I remember we did a bit of REST monitoring through uni to make sure they'd eradicated them all in some farm dams.

those albinos do look awesome though


----------



## snakeynewbie (Sep 26, 2011)

> I thought sliders were banned outright in Australia?



Zoos and wildlife parks can still keep species that are illegal for the public to keep


----------



## Rhomany (Oct 2, 2011)

It's a Gharial. They're found in India. See how it has a strange growth on the end of it's snout? They're pretty strange looking but they're gorgeous too.


----------



## D.E.L.E.T.E (Oct 6, 2011)

trust me its a baby gator

hatchling gharial big differance


----------



## Tassie97 (Oct 6, 2011)

are these yours?


----------



## D.E.L.E.T.E (Oct 6, 2011)

hatchling albino gator and hatchling caiman notice the caiman has a shorter snout


----------



## Shotta (Oct 6, 2011)

aww that slider is awesome  wish we could keep gators in nsw..


----------



## D.E.L.E.T.E (Oct 6, 2011)

my wife asked me the other night if i could live anywhere in the world where would i live and i replied in america, simply because of the lax laws they have on animals but mostly reptiles . maybe one day


----------



## Tassie97 (Oct 6, 2011)

those gator eyes are gross ewww :?


----------



## snakes123 (Oct 6, 2011)

thats one nice looking turtle. Can you get tortoises in aus? I dont like turtles, but i love the was tortoises look


----------



## Tassie97 (Oct 6, 2011)

snakes123 said:


> thats one nice looking turtle. Can you get tortoises in aus? I dont like turtles, but i love the was tortoises look


no, not legally


----------



## snakes123 (Oct 6, 2011)

Tassie97 said:


> no, not legally



Thats a shame. I was watching snakebytestv and at an expo they had one and they are so cute 
And Tassie your replying and liking my stuff so quickly today!


----------



## Tassie97 (Oct 6, 2011)

haha im sick and bored lol


----------



## Rhomany (Oct 6, 2011)

I wish I could keep a pet alligator...


----------



## Australis (Oct 7, 2011)

Australis said:


> Bit like a caiman.



"Brazil - Albino Yacare Caiman Babies
Two albino babies of the Yacare Caiman appear for their first time in public at the Sao Paulo Aquarium. They are nine months old, 44cm long and were put in quarantine before being shown. The two pictured are the only albinos from a total of 34 babies."

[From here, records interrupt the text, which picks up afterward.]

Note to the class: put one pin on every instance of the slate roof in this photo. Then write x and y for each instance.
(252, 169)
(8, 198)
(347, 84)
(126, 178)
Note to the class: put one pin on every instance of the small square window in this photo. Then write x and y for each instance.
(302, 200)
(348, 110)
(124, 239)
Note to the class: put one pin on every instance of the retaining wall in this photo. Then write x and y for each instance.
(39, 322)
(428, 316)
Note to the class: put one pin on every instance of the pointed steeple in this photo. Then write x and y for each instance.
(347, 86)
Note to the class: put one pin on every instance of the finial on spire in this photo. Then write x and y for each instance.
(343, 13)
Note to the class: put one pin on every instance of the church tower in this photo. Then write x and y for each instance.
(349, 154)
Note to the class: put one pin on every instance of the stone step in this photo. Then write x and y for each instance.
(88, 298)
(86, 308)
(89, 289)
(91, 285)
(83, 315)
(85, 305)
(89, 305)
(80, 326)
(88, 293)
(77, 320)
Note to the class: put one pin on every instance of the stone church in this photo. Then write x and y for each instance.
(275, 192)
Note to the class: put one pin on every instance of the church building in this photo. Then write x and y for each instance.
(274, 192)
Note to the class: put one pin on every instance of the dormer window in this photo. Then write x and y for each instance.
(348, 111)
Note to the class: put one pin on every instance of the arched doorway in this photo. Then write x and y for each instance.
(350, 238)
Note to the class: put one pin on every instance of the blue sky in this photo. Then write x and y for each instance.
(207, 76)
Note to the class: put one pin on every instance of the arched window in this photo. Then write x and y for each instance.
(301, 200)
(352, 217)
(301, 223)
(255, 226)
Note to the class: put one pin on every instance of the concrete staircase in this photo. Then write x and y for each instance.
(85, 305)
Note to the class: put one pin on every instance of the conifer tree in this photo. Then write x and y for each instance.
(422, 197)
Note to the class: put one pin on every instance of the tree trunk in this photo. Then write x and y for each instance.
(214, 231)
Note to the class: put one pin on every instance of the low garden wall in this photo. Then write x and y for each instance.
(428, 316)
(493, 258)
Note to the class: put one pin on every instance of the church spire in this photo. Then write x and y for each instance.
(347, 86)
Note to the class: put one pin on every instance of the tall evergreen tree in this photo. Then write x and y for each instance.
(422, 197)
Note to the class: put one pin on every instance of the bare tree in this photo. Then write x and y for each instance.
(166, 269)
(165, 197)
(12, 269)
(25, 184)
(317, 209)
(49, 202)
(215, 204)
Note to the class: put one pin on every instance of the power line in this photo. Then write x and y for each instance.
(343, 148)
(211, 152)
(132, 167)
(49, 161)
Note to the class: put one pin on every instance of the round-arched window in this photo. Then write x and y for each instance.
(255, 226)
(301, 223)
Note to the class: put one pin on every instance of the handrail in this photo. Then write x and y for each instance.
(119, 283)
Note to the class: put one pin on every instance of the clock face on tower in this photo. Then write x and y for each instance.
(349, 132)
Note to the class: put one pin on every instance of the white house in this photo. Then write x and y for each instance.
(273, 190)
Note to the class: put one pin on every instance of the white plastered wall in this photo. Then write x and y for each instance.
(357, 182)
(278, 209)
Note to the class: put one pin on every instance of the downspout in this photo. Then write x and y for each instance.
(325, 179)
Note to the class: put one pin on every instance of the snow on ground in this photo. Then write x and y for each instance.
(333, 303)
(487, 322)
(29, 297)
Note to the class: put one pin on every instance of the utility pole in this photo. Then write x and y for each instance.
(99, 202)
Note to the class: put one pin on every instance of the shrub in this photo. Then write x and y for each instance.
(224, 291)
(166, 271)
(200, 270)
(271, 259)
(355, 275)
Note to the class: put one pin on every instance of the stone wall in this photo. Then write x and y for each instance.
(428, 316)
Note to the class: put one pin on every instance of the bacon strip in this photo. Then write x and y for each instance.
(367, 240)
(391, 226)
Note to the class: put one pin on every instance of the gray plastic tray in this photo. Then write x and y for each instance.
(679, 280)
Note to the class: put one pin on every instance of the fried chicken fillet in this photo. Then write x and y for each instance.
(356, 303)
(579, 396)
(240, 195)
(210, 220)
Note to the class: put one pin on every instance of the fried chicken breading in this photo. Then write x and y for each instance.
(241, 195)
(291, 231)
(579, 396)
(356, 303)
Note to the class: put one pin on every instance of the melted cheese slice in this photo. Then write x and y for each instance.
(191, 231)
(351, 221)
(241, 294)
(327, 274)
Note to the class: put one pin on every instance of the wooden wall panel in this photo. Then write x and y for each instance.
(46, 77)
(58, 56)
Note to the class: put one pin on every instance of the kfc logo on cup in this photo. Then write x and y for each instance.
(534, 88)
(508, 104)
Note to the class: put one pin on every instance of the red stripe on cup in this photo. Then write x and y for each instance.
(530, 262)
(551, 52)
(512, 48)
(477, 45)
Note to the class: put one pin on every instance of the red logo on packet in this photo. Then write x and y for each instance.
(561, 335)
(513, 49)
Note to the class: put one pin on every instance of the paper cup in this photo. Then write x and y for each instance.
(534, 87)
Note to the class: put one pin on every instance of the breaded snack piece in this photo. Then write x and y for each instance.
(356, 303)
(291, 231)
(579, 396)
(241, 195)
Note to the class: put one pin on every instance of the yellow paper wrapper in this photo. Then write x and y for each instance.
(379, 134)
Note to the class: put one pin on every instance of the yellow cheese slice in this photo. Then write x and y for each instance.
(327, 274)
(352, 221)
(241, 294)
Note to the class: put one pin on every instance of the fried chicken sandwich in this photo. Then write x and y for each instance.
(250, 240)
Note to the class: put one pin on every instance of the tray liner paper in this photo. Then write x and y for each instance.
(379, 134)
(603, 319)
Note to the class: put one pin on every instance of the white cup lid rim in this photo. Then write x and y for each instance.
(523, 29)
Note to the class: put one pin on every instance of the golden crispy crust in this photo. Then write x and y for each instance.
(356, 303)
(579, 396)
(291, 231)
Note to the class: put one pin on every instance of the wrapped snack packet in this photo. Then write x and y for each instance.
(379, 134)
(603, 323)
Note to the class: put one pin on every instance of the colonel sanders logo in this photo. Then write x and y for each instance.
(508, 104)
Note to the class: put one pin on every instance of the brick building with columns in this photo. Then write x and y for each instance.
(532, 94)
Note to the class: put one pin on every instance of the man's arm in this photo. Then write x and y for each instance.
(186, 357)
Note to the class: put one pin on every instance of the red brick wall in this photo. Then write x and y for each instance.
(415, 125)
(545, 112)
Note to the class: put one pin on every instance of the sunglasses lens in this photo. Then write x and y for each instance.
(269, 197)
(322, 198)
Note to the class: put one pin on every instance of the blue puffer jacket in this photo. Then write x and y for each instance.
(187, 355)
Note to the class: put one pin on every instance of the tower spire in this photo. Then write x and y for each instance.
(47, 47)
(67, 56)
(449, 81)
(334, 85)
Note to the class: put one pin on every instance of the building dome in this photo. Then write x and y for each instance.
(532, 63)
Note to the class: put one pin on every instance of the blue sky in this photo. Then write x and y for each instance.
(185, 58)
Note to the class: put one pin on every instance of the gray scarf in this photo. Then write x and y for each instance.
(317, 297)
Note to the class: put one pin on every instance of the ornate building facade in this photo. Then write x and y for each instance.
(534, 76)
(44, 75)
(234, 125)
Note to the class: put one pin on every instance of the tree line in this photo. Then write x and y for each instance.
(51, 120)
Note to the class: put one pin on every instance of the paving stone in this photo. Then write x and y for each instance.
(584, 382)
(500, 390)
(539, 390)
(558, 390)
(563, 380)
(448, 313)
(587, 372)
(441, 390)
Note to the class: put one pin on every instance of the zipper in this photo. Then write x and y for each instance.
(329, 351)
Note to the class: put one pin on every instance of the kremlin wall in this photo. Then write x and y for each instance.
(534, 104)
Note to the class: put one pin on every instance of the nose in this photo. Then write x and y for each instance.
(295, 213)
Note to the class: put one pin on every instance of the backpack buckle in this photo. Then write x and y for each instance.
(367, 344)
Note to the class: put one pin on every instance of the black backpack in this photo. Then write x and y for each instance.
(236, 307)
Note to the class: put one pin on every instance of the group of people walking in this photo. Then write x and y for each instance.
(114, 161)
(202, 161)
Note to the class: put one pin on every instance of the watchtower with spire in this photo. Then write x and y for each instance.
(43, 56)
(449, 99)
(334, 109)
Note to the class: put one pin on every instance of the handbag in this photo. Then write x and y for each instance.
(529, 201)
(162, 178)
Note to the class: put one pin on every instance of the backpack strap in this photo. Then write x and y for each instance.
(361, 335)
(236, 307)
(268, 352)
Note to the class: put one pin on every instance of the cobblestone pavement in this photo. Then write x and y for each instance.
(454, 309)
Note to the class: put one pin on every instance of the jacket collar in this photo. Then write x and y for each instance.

Brazil - Albino Yacare Caiman Babies - Rights Managed - Stock Photo - Corbis



1st-stoney said:


> hatchling albino gator and hatchling caiman notice the caiman has a shorter snout



The Albino caiman you put a photo of up isnt a hatchling.


----------



## Mo Deville (Oct 7, 2011)

Rhomany said:


> I wish I could keep a pet alligator...



Maybe you could find one down in the creek if your lucky, i remember about a year ago a couple of guys found a croc when they were out bush but when they looked closer it was too dark to be a croc and turned out to be a gator, probably smuggled and escaped or dumped by the owners.


----------



## D.E.L.E.T.E (Oct 7, 2011)

good work *Australis* looks like your right caimen it is (shame on me) lol


----------



## gillsy (Oct 7, 2011)

This is what an adult looks like, he was at a zoo in San Francisco.


----------



## Rhomany (Oct 7, 2011)

If I found a small gator in the bush I'd be cheering. But then I wouldn't know where to keep it. I think people would mind if I kept it in the bathtub.. 
I'd have to keep it though because I wouldn't want it to be killed and I wouldn't want it destroying wildlife. :/
I can really empathise with some of these illegal animal keepers. America has no health insurance and lots of guns.. That's my excuse for not moving there to keep one.


----------



## gillsy (Oct 9, 2011)

Rhomany said:


> If I found a small gator in the bush I'd be cheering. But then I wouldn't know where to keep it. I think people would mind if I kept it in the bathtub..
> I'd have to keep it though because I wouldn't want it to be killed and I wouldn't want it destroying wildlife. :/
> I can really empathise with some of these illegal animal keepers. America has no health insurance and lots of guns.. That's my excuse for not moving there to keep one.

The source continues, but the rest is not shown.